Eindhoven backyarders say that they will not allow the housing project to continue if they are not going to benefit.
A group of backyarders from Delft picketed outside the civic centre in Cape Town calling for an end to what they referred to as “empty promises” by the City of Cape Town. According to one of the community leaders, Patricia Michaels, they have been promised houses by the current and two previous councillors on two plots of land in the Eindhoven area. “The houses were supposed to be built two years ago already but we were told that the construction company that was supposed to build the house had its equipment stolen,” she said. After some time, the community took the matter into its own hands and started to occupy the land and put up shacks. “The Law Enforcement Unit were quick to come and break down the houses and we were interdicted by the City of Cape Town. The case is in High Court now,” said Michaels.
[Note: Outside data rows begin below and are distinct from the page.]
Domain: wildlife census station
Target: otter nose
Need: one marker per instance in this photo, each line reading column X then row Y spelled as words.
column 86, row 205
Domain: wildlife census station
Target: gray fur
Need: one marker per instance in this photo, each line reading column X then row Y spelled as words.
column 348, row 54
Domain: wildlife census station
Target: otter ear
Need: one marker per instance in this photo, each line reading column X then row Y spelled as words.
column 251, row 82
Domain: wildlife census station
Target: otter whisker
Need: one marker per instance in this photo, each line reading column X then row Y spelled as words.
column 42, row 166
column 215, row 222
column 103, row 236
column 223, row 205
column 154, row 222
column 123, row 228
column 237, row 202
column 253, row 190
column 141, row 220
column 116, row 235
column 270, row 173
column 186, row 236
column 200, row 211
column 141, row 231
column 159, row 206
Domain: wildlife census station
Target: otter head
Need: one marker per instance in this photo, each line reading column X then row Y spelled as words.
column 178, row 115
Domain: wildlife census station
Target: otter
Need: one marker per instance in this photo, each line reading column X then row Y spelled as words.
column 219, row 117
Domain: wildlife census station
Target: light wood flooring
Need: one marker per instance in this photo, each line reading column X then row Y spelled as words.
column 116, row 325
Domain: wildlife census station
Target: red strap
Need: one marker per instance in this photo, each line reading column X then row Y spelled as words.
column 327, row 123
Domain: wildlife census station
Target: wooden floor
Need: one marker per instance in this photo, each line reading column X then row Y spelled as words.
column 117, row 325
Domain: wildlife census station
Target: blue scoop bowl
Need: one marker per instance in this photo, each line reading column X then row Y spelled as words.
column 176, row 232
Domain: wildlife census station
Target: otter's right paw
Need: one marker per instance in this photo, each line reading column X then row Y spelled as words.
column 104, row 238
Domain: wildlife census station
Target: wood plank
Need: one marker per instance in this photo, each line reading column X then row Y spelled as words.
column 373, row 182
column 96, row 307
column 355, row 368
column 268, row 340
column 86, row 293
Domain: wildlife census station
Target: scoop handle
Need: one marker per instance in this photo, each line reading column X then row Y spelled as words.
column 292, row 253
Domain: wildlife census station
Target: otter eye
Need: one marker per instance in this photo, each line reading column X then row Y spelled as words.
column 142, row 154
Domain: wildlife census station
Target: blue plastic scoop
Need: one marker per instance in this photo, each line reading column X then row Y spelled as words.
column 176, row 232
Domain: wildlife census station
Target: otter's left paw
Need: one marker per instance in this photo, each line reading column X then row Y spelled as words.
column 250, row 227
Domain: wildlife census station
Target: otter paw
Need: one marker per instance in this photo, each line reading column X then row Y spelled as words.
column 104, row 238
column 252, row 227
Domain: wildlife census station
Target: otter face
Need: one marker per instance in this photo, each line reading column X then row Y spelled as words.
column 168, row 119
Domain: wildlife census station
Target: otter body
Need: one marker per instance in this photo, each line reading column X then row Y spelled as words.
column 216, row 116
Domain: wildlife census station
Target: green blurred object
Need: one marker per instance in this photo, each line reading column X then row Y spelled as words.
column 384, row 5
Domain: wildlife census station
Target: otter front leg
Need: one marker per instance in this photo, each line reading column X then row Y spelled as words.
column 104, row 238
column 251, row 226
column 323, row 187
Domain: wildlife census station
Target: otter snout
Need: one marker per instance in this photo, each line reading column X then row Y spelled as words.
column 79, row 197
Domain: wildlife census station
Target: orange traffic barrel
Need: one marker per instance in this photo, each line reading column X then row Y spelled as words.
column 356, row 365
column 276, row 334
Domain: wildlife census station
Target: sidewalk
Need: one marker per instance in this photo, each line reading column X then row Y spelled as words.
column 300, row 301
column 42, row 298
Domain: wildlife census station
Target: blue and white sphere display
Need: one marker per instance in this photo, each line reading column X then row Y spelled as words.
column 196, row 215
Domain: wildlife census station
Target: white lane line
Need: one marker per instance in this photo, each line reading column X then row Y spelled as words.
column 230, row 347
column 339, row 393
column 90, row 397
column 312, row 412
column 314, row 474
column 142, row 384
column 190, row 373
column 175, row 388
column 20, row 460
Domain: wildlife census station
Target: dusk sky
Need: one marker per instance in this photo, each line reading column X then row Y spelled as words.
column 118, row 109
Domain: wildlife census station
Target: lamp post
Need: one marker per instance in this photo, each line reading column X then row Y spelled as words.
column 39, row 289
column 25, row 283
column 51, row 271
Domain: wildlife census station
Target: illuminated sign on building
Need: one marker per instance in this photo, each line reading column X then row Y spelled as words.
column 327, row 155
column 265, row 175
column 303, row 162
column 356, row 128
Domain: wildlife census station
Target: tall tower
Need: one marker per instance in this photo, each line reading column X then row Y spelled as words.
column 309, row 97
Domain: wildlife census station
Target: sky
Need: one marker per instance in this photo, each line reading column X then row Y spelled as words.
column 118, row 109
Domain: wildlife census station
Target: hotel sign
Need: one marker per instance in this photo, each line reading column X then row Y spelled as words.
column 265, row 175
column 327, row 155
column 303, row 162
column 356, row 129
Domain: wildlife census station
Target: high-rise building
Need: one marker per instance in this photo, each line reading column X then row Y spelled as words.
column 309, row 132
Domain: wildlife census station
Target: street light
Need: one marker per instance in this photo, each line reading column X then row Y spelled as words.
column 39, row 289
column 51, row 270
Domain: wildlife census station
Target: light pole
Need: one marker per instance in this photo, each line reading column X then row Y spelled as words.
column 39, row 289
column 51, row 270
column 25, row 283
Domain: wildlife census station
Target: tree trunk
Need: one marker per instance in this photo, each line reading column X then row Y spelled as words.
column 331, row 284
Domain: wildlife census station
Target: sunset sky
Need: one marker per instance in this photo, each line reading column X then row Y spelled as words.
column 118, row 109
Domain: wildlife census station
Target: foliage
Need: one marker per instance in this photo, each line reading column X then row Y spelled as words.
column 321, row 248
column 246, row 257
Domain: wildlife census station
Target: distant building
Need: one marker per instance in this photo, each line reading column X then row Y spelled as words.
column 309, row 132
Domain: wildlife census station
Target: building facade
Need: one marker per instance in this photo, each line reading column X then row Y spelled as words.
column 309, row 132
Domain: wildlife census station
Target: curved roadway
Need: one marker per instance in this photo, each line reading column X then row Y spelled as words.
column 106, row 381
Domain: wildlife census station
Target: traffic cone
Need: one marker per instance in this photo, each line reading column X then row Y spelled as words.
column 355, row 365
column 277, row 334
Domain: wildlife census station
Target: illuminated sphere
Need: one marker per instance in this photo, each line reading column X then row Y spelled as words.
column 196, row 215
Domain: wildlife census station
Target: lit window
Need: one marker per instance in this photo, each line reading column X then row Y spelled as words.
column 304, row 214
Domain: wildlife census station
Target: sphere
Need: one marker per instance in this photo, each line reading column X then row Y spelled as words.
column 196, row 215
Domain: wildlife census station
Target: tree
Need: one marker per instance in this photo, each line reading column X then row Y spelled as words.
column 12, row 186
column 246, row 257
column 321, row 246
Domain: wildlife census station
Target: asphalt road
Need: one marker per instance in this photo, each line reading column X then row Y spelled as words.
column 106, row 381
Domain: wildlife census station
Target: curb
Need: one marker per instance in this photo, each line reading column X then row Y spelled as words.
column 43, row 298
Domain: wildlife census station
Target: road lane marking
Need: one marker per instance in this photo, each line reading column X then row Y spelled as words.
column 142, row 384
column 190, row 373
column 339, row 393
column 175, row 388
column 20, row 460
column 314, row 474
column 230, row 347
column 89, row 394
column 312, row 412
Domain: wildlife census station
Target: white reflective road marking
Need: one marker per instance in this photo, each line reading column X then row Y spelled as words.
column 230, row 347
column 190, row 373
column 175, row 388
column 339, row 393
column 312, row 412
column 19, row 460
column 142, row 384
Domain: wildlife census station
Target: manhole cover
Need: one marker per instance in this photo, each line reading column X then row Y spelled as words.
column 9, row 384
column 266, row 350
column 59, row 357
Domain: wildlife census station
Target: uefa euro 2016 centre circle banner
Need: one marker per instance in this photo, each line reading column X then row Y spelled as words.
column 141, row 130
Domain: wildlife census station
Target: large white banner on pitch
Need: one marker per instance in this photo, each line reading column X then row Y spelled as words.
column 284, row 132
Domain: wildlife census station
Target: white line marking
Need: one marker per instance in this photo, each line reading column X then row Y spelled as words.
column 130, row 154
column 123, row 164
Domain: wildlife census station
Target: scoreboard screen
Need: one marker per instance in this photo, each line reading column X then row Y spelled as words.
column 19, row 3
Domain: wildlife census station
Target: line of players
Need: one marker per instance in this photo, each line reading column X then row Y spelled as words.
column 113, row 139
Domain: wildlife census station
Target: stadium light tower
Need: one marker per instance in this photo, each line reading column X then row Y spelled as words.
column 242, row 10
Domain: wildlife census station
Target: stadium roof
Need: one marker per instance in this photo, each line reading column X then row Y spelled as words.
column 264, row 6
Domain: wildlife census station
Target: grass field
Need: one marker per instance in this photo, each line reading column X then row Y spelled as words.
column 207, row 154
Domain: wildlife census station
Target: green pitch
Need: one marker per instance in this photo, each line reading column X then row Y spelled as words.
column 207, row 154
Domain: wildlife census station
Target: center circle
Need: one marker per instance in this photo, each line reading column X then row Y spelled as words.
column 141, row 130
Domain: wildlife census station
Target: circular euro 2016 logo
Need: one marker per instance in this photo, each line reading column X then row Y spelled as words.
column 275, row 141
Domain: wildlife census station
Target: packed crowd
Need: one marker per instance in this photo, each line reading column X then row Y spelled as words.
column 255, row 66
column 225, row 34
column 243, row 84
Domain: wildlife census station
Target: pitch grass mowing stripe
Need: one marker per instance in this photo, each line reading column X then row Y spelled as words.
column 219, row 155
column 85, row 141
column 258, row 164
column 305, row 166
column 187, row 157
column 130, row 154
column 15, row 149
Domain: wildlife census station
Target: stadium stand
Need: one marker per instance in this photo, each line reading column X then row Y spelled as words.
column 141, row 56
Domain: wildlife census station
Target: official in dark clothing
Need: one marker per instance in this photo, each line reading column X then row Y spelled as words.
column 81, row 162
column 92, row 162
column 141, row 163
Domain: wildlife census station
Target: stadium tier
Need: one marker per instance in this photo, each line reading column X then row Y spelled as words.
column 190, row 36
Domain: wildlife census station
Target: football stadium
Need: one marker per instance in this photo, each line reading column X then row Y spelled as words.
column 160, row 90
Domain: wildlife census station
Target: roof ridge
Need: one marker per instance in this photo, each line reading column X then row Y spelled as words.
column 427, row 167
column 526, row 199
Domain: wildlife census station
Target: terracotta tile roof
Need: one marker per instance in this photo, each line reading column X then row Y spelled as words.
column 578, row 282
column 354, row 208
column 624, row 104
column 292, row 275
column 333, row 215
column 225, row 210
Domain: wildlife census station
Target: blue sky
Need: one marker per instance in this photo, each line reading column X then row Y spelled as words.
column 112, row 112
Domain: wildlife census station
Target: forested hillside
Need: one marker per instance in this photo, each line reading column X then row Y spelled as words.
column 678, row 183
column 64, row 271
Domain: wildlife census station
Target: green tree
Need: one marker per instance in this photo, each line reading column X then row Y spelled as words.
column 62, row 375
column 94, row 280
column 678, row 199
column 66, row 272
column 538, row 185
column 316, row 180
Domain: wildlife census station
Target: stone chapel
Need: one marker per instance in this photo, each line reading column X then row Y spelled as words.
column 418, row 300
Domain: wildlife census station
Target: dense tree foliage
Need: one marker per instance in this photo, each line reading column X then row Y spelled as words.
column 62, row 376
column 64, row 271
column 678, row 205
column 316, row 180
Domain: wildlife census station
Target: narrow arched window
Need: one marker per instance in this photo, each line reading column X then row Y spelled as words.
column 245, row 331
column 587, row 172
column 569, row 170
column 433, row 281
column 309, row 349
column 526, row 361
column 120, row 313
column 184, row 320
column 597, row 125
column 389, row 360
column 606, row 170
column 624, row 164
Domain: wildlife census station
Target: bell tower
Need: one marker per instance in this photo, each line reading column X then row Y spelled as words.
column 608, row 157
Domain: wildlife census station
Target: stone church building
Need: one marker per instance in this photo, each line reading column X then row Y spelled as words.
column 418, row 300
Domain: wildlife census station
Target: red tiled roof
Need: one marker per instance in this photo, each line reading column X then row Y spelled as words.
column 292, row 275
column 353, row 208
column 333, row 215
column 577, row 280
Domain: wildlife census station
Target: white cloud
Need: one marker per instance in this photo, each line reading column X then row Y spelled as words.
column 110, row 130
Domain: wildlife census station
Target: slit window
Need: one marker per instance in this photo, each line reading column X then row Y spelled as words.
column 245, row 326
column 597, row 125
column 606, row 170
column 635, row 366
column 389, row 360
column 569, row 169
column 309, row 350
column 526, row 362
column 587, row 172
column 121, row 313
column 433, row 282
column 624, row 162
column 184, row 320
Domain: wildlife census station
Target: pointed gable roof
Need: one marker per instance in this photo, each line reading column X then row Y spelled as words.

The community handed their demands to Xolani Joja who was representing Malusi Booi, the Member of the Mayoral Committee for Human Settlement. The community wants an urgent meeting with the mayor, the restoration of the backyarders onto the land, the return of goods that were taken by the Law Enforcement Unit to the backyarders (or an equivalent monetary amount) and the withdrawal by the City of Cape Town of the interdict against the backyarders. According to a statement by Booi, the City intends to build 202 housing units in Eindhoven later this year.
According to Michaels they were told that only 10% of backyarders will benefit from the housing project. “That is such a small number; if that is what they intend to do we will make sure that the construction does not go ahead,” she said. However, Booi said that “beneficiaries are selected in accordance with the City’s housing database and the City’s housing allocation policy.”
Living conditions of backyard dwellers
We met 28-year-old Joycelyn Boyce as she was part of the group that was preparing for the picket. Boyce has been unemployed for over a year. “I stay with my brother and his 3 friends but at night I sleep at the front section of the shack that does not have a roof. I instead use two wooden roof sheets to do a makeshift roof,” she said, indicating two wooden boards and ropes that were hanging where the rafters are supposed to be and a sponge mattress that she sleeps on.
Attached to the house is another shack with a few wooden sheets and a plastic sheet on top. We found 52-year-old Christian Tait sitting on his bed. Tait gets a disability grant and he pay R600 for a small space that only fits his single bed. The shack does not have windows. “When it rains I have to organise buckets to make sure that the place doesn’t get wet,” he said. “I was part of the community that put up shacks in that piece of land because I am tired of paying rent”, said Tait.
The City of Cape Town denies that there have been delays in the housing project. Instead the City says that the project has been implemented in phases and they hope to start “in mid-2019 if all goes according to plan,” said Booi.